2022年11月に暗号資産取引所のFTXが破綻したことをきっかけに、中央集権型取引所への信頼がなくなり、ハードウェアウォレットを使って手元で安全に暗号資産を保管しようという動きが活発になっています。一方で、正しい扱いができないゆえにハードウェアウォレットから資産が不正流出する事件が散見されます。そこで、本記事ではハードウェアウォレットの仕組みをもとに、どのように扱えば良いのかを解説します。
ハードウォレットはなぜ安全と言われるのか?
ハードウェアウォレットとは、暗号資産の出金で必要な秘密鍵が最も流出しにくいウォレットの種類のことを指します。
暗号資産の送金は、送金のトランザクションに対して秘密鍵で署名することによって実行されます。イメージとして、秘密鍵は銀行口座における銀行印のような役割に相当します。秘密鍵が漏れてしまうと、誰でもウォレットにアクセスできてしまい、不正出金につながってしまいます。同様に、シードフレーズ(リカバリーフレーズやニーモニックフレーズとも呼ばれる)が漏れても不正出金につながってしまいます。シードフレーズをもとに秘密鍵が生成されるからです。
ハードウェアウォレットでは、特定のデバイスの中に秘密鍵が格納されています。デバイスはオンラインから切り離されているため、外部からハードウェアウォレットに侵入して秘密鍵を取得することはできません。また、ハードウェアウォレットの秘密鍵を格納する部分には、セキュアチップが用いられているのが一般的であるため、デバイスの物理的なハッキングもできません。このように、ハードウェアウォレットが安全と言われるゆえんは、秘密鍵がオンラインから切り離されており、かつ秘密鍵の保管が厳重であるというところにあります。
ハードウェアウォレットでも資産が漏れるケース
ハードウェアウォレットから秘密鍵を取得するのは事実上不可能であるため、ウォレットを正しく扱えていれば暗号資産が不正出金されてしまうことはありません。しかし、これはハードウェアそのものにだけ言えた話であり、以下のようなケースにより、ハードウェアウォレットでも不正出金されることがあります。
シードフレーズが管理不備により流出
このパターンでは、流出したシードフレーズにより別のウォレットに自分の暗号資産が復元され、不正出金されてしまうというものです。
ハードウェアウォレットの秘密鍵は、ソフトウェアウォレットと同様にシードフレーズから生成されます。ハードウェアウォレットを利用開始すると、セットアップ時に必ずシードフレーズを書き取る作業が発生します。この作業は、ハードウェアウォレットが壊れたりなくしたりした場合に、シードフレーズを使って別のウォレットに暗号資産を復元するためのものになります。このシードフレーズは多くのソフトウェアウォレットにも適用することができます。そのため、シードフレーズが流出してしまうと、第三者によって自分の暗号資産が復元されてしまい、自由に送金できるようになります。

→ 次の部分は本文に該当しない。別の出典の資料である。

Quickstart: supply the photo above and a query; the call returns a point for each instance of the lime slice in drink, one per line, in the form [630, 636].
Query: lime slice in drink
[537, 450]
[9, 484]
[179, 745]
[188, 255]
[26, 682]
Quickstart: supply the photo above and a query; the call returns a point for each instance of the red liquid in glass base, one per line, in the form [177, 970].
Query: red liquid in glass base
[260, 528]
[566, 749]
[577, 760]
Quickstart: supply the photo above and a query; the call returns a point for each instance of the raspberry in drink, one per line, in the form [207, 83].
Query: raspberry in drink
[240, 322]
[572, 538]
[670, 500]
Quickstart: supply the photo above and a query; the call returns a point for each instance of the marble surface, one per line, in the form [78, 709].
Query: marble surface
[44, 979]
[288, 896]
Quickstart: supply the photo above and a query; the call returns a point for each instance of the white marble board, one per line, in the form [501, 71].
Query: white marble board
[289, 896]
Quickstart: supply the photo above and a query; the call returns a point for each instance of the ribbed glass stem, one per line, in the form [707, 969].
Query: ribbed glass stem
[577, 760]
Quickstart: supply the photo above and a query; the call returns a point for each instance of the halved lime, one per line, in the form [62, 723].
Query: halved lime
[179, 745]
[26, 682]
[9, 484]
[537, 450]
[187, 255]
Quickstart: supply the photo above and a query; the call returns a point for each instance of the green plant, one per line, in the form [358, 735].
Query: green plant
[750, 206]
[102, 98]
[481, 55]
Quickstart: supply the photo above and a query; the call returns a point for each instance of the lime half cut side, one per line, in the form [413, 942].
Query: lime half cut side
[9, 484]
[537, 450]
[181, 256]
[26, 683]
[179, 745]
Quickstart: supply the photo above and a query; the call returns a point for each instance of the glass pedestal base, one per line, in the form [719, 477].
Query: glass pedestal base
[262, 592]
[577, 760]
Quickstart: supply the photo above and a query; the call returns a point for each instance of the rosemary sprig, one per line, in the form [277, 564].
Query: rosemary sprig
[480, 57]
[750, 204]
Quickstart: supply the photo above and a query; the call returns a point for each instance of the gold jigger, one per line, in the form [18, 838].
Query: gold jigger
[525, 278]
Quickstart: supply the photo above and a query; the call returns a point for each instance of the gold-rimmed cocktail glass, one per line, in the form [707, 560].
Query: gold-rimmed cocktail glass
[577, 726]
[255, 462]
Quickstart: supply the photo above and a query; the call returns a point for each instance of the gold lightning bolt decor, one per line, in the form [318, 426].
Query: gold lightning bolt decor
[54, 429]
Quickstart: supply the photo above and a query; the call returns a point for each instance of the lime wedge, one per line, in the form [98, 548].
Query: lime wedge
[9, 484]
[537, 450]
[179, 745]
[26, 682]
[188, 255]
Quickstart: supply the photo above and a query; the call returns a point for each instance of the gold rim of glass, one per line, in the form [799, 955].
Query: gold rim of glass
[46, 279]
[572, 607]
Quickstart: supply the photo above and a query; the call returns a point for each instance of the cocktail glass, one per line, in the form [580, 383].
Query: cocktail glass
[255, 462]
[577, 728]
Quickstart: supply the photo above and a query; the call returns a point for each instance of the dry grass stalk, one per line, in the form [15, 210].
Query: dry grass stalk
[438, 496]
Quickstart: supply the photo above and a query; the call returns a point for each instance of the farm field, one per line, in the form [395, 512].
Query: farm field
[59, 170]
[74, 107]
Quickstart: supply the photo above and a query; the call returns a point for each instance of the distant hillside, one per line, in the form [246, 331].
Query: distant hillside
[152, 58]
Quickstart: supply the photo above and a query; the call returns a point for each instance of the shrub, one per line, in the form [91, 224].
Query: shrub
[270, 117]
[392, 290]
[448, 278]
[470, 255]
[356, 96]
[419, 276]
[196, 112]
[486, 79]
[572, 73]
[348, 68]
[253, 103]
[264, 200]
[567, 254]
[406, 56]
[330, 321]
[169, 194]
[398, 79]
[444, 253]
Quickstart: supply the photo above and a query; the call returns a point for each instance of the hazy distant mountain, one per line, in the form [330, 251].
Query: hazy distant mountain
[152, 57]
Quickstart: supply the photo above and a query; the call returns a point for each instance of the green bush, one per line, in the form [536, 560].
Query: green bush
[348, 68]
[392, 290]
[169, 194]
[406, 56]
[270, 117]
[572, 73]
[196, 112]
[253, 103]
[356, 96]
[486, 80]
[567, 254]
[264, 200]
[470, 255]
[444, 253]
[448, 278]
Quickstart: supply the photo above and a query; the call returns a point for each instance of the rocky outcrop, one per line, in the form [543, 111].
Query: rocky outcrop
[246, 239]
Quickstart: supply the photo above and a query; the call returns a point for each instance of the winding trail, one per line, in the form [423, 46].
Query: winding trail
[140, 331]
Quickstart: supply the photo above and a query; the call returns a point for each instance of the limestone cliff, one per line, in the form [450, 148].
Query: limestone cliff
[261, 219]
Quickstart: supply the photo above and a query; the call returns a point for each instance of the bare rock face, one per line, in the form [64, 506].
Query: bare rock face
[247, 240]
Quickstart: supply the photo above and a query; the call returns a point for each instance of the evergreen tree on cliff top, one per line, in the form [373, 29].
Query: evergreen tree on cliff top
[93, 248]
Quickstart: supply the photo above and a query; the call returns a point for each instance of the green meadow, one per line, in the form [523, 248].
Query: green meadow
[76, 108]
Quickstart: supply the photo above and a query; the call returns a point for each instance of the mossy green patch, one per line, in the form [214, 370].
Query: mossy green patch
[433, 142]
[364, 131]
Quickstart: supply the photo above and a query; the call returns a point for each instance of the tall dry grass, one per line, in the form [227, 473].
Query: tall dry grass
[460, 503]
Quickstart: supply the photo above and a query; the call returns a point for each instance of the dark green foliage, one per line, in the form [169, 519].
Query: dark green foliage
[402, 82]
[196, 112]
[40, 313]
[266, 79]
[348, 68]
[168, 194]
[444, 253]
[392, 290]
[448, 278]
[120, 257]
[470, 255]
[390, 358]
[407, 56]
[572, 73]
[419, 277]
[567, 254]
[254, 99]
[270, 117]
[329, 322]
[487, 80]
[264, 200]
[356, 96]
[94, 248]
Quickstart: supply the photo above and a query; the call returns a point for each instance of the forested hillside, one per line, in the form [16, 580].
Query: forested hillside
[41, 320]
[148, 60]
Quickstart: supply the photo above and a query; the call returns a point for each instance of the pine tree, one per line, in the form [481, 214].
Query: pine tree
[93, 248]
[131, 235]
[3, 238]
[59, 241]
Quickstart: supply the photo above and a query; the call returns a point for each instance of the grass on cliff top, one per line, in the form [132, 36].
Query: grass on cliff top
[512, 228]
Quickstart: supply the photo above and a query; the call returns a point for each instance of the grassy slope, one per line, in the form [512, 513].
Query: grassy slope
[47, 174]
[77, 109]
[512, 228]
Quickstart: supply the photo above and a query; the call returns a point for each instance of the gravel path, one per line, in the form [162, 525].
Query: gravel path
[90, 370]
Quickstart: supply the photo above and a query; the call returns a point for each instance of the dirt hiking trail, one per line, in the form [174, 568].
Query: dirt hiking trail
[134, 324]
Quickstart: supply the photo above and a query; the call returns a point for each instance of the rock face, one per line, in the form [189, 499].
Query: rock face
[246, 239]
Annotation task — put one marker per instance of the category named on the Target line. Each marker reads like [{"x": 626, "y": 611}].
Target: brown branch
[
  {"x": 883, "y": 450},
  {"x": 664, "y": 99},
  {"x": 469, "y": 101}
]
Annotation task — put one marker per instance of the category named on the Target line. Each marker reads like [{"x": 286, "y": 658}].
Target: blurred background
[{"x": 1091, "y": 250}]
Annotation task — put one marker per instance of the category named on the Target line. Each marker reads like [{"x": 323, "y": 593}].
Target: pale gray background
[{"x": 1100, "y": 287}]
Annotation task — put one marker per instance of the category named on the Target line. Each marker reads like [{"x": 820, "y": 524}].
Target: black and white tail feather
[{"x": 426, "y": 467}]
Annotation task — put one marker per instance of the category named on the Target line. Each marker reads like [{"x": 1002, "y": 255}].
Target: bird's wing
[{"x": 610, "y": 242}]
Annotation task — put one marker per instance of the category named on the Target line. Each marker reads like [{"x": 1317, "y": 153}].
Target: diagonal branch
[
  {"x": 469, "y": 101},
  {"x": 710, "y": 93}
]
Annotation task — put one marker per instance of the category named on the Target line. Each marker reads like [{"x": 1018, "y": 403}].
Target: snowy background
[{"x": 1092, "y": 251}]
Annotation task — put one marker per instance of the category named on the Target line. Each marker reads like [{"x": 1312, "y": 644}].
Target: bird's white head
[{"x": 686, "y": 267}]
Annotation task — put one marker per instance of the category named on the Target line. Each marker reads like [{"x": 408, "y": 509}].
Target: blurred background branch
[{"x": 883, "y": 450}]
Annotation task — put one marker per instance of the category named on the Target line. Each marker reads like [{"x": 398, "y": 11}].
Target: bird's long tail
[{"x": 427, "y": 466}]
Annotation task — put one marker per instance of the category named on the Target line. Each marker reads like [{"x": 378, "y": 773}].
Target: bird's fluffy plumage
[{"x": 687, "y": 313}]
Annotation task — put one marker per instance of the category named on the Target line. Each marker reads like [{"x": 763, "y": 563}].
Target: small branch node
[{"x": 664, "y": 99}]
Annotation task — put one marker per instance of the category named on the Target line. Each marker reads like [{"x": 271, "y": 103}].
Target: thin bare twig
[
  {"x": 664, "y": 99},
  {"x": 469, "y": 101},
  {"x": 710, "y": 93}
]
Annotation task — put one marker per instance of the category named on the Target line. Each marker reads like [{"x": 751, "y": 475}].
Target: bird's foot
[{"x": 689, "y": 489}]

シードフレーズが流出した場合には、該当するウォレットを破棄するしかありません。まだ暗号資産が不正送金されていない場合は、該当するウォレットから直ちに安全な別のウォレットに暗号資産を移動させます。
シードフレーズを別のウォレットと共有している
シードフレーズは、別のウォレットに適用して暗号資産を復元することができます。例えば、Ledger Nano Xで取得したシードフレーズをSafePal S1に適用すると、Ledger Nano Xと同じアドレス・同じ内容の資産がSafePal S1側にも復元されます。シードフレーズをハードウェアウォレット間のみで使いまわしている限りは、暗号資産を不正送金されることはありません。
しかし、ハードウェアウォレットのシードフレーズはソフトウェアウォレットにも適用することができます。そのため、ハードウェアウォレットとソフトウェアウォレットのシードフレーズを同一にしている場合、ソフトウェアウォレット側が原因で暗号資産が不正出金されることがあります。
もし、ハードウェアウォレットのシードフレーズをソフトウェアウォレットと共有してしまった場合は、ハードウェアウォレット側をリセットして新しいシードフレーズで再セットアップします。
不正なDAppsをApproveしている
一部のハードウェアウォレットは、MetaMaskやWalletConnectとの連携を通じて、DAppsと連携できることができるようになっています。そのため、不正なDAppsのスマートコントラクトをApproveすると、暗号資産が不正出金されることがあります。
もし、信頼性が低そうなDAppsを利用してしまった場合は、RevokeをすることでApproveした状態を取り消すことができます。RevokeするにはREVOKEのようなWebページを利用すると良いでしょう。Revokeをするためにはガスを消費するので、対象チェーンのネイティブ暗号資産(ETHのような)をウォレットに入れておく必要があります。